Kat - We'll be covering later on in the show about some of the new approaches that people are taking, but I just wanted to explore maybe why we're seeing such a problem now.  Because you hear in the papers that it's because doctors have been giving out antibiotics like sweeties, how much has overuse of antibiotics led to this resistance challenge that we have now?

Nick - I think that it is certainly an issue.  If we think of the main strategies that we have for controlling resistance then clearly, making the use of antibiotics more appropriate is one key area to - if you like, protect what we've got.  But overuse of antibiotics is something that occurs very widely and perhaps also, in some respects, more important is the variation in antibiotic use, for example between one GP and another and between one country and another, and that's not easily explainable.

Kat - So, is this the kind of approach that we need to take across borders? Because I guess people travel so much, that we're just spreading infections all around the world?

Nick - Absolutely, this is key.  In some areas of the world, the problem is being taken much more seriously than in others.  That is one of the key issues that organisations such as WHO are taking very seriously at the moment.

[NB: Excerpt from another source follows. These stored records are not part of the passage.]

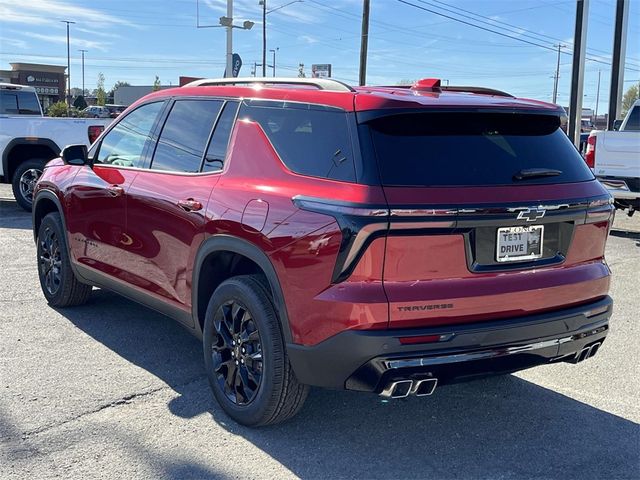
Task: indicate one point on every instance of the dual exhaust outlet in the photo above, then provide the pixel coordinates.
(587, 352)
(404, 388)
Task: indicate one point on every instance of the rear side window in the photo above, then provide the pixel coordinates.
(467, 149)
(217, 151)
(310, 140)
(124, 145)
(185, 135)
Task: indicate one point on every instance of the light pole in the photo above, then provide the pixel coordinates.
(274, 59)
(264, 29)
(227, 22)
(68, 22)
(83, 52)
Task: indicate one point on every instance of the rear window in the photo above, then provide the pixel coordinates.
(472, 149)
(13, 102)
(310, 139)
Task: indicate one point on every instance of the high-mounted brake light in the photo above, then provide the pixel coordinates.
(94, 132)
(590, 154)
(427, 85)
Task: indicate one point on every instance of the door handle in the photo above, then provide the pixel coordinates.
(115, 190)
(190, 205)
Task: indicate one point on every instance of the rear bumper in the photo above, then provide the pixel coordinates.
(369, 360)
(622, 188)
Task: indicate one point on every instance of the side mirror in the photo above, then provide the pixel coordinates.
(75, 155)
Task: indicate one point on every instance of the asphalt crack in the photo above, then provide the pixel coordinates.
(126, 400)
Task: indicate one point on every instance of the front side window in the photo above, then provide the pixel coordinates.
(185, 135)
(125, 144)
(311, 140)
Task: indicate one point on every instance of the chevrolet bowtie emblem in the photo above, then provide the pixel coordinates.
(531, 214)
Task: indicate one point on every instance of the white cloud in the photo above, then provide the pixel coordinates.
(41, 12)
(14, 42)
(78, 42)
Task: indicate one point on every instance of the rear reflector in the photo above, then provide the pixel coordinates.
(94, 132)
(421, 339)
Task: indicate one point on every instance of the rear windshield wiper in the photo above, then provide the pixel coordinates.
(527, 173)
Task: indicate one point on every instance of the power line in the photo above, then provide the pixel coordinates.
(480, 27)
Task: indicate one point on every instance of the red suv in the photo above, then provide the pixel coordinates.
(378, 239)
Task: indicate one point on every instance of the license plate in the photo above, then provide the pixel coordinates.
(515, 244)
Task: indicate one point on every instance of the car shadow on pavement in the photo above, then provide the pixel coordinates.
(501, 427)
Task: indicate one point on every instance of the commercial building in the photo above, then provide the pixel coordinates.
(48, 80)
(128, 94)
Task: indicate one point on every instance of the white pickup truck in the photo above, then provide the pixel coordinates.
(614, 157)
(28, 139)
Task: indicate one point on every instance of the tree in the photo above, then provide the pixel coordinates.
(58, 109)
(101, 95)
(628, 98)
(80, 103)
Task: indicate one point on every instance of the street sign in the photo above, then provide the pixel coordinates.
(321, 70)
(237, 64)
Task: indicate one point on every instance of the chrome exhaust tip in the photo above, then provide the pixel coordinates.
(398, 389)
(425, 387)
(594, 349)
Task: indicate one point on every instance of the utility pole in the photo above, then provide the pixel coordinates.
(597, 96)
(364, 42)
(577, 71)
(68, 22)
(617, 64)
(264, 38)
(229, 70)
(557, 75)
(274, 59)
(83, 52)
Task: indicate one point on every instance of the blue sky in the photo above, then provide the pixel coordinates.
(134, 40)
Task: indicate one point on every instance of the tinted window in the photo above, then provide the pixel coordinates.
(310, 140)
(8, 103)
(217, 151)
(15, 102)
(634, 120)
(124, 145)
(185, 134)
(455, 149)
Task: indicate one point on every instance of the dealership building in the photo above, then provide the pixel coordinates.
(48, 80)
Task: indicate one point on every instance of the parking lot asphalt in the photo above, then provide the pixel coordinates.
(114, 390)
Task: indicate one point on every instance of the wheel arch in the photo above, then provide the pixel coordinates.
(17, 150)
(204, 280)
(45, 202)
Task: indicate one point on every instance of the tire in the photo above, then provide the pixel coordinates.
(59, 284)
(24, 179)
(252, 380)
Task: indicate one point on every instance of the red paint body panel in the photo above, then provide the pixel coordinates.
(163, 238)
(145, 239)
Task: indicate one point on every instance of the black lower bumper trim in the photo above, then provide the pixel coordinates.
(368, 360)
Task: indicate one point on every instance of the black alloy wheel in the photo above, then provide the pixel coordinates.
(237, 353)
(50, 260)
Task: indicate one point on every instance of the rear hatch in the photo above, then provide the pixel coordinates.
(492, 215)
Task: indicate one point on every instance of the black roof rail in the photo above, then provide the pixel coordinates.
(328, 84)
(478, 90)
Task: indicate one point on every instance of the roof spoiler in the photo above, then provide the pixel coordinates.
(328, 84)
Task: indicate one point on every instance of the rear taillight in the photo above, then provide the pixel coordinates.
(94, 132)
(590, 155)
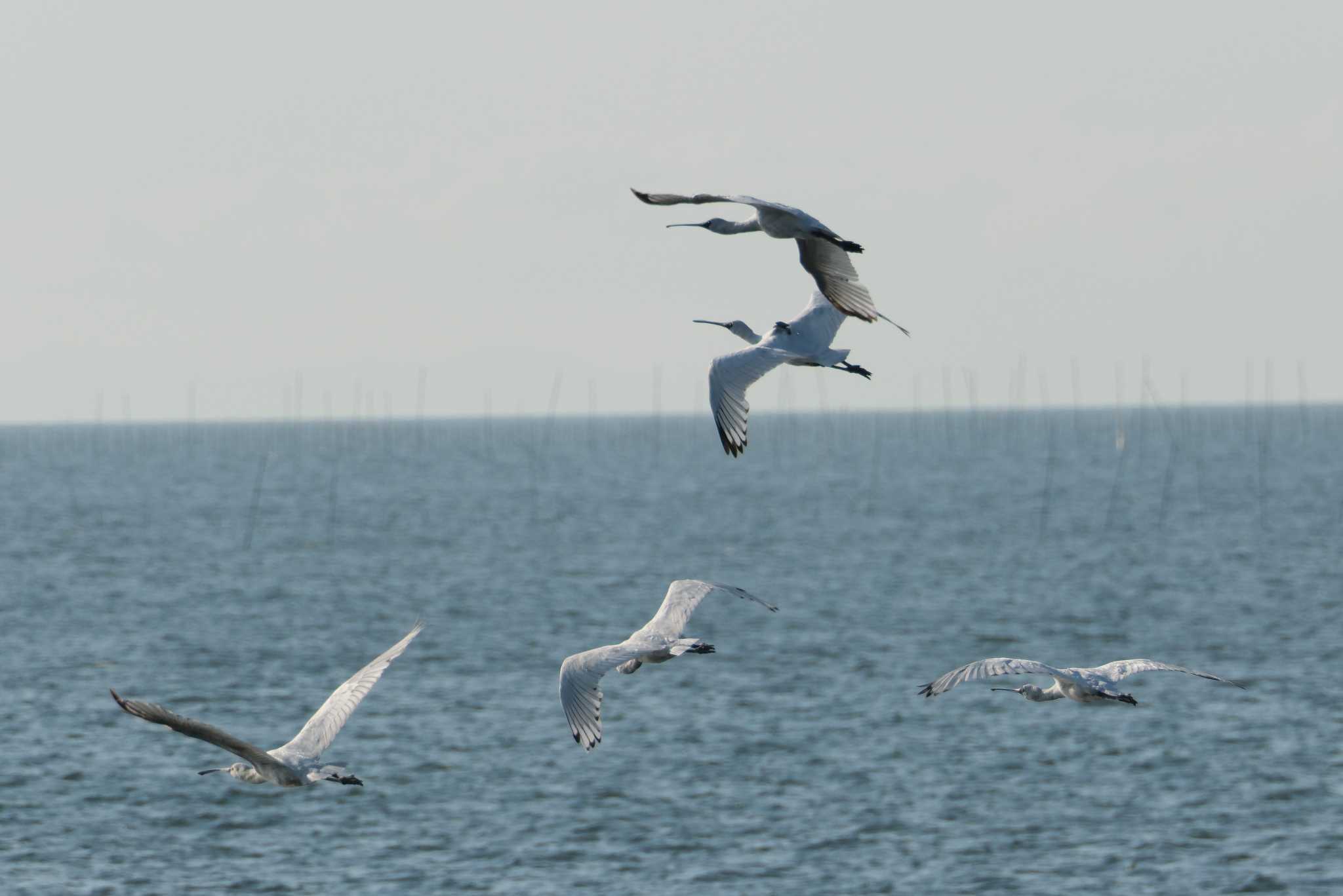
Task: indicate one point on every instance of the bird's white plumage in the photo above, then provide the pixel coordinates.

Kat - If we don't take it seriously, if we don't properly get a lid on bacterial resistance, what are some of the costs that we could face?  You talked about making surgery very difficult, but in terms of the financial costs and human costs.

Nick - Absolutely in both and we forget, I think how much we've become to rely on antibiotics in all aspects of healthcare.  So, not only the traditional infections if you like - the chest infections, the skin infections, urine infections, but the treatment of cancers where survival has improved dramatically.  But the aggressive chemotherapy we now give people make them much more vulnerable to infection.  Bone marrow transplantation, organ transplantation, liver, kidney, heart, lung transplants for example would not be possible if you didn't have any antibiotics to treat the infections that occur after them.

Kat - And we're going to talk more about designing specific strategies, but broadly, what would you like to see happen very, very quickly to help get on top of this problem?

Nick - Well, in the introduction, we've already discussed the Chief Medical Officer's Annual Report and in that, to summarise, the two key areas of activity really, the first - to protect what we've got, to make better use of antibiotics to prevent the emergence of new resistance, and to prevent the resistance that is already occurring spreading more widely.  And then the second area is to try and regenerate the pipeline for drug discovery of new antibiotics because although there was a golden era of antibiotic development until about 1968 when 15 classes of antibiotic were discovered and developed.  Since then there have only been 5 classes of antibiotic discovered and in fact, you could argue that some of those were actually just modifications of ones that had been there before.